Answered by DEFRA Under Secretary of State Dr Therese Coffey, 13 September 2017:
Nature conservation is a devolved matter. In England all wild birds are protected under the Wildlife and Countryside Act 1981, making it an offence to kill, injure or take wild birds or to take or damage their eggs and nests. There are provisions under Section 16 of the 1981 Act that allow for the control of raptors for specific reasons, for example, to conserve other wild birds. Licence applications are dealt with on a case by case basis and priority must be given to non-lethal methods. The Government is not considering any further controls on the number of raptors.
Meanwhile, back in the 21st Century, yesterday in the Scottish Parliament Hen Harrier Species Champion Mairi Gougeon MSP (SNP, Angus North & Mearns) asked the following question:
Question # S50-01250: To ask the Scottish Government what role the police and the Crown Office have in dealing with wildlife crime.
Answered by Cabinet Secretary Roseanna Cunningham, 14 September 2017:
Wildlife crime is crime. Perpetrators will be investigated and, if there is sufficient evidence, prosecuted, as with any other crime. However, we are aware that there are characteristics of wildlife crime that mean that a specialised approach is required. For example, wildlife crime often takes place in remote areas where there are no witnesses, and of course there are usually no victims able to report what has happened to them. For those reasons, we are working with Police Scotland to expand the resources that are available to the police to tackle wildlife crime, with a pilot project to provide additional special constables in Cairngorms national park. The Crown Office also has a specialist wildlife and environmental crime unit to tackle such crime.
Mairi Gougeon followed up with a supplementary question:
The cabinet secretary will be aware of the recent shooting of a hen harrier on the Cabrach estate and the recent disappearance of Calluna, a satellite-tagged hen harrier, near Ballater. In the light of those incidents, what action is the Scottish Government taking to implement the recommendations of the satellite tagging review?
Roseanna Cunningham answered:
I am aware of those appalling incidents. In the light of the satellite tagging review, which was announced on 31 May, we will bring forward a number of measures, which include setting up an independently led group to look at grouse moor management practices and increasing Police Scotland resources, as I mentioned.

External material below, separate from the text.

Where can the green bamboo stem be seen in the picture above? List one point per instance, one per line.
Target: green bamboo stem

In accordance with that, good progress is being made on those areas; I will announce further details shortly. In the meantime, other work goes on—the police respond to and investigate reports that are received, and there are actions such as the further use of restrictions on general licences by Scottish Natural Heritage when wildlife crime is suspected to have taken place. We are determined to put an end to wildlife crime.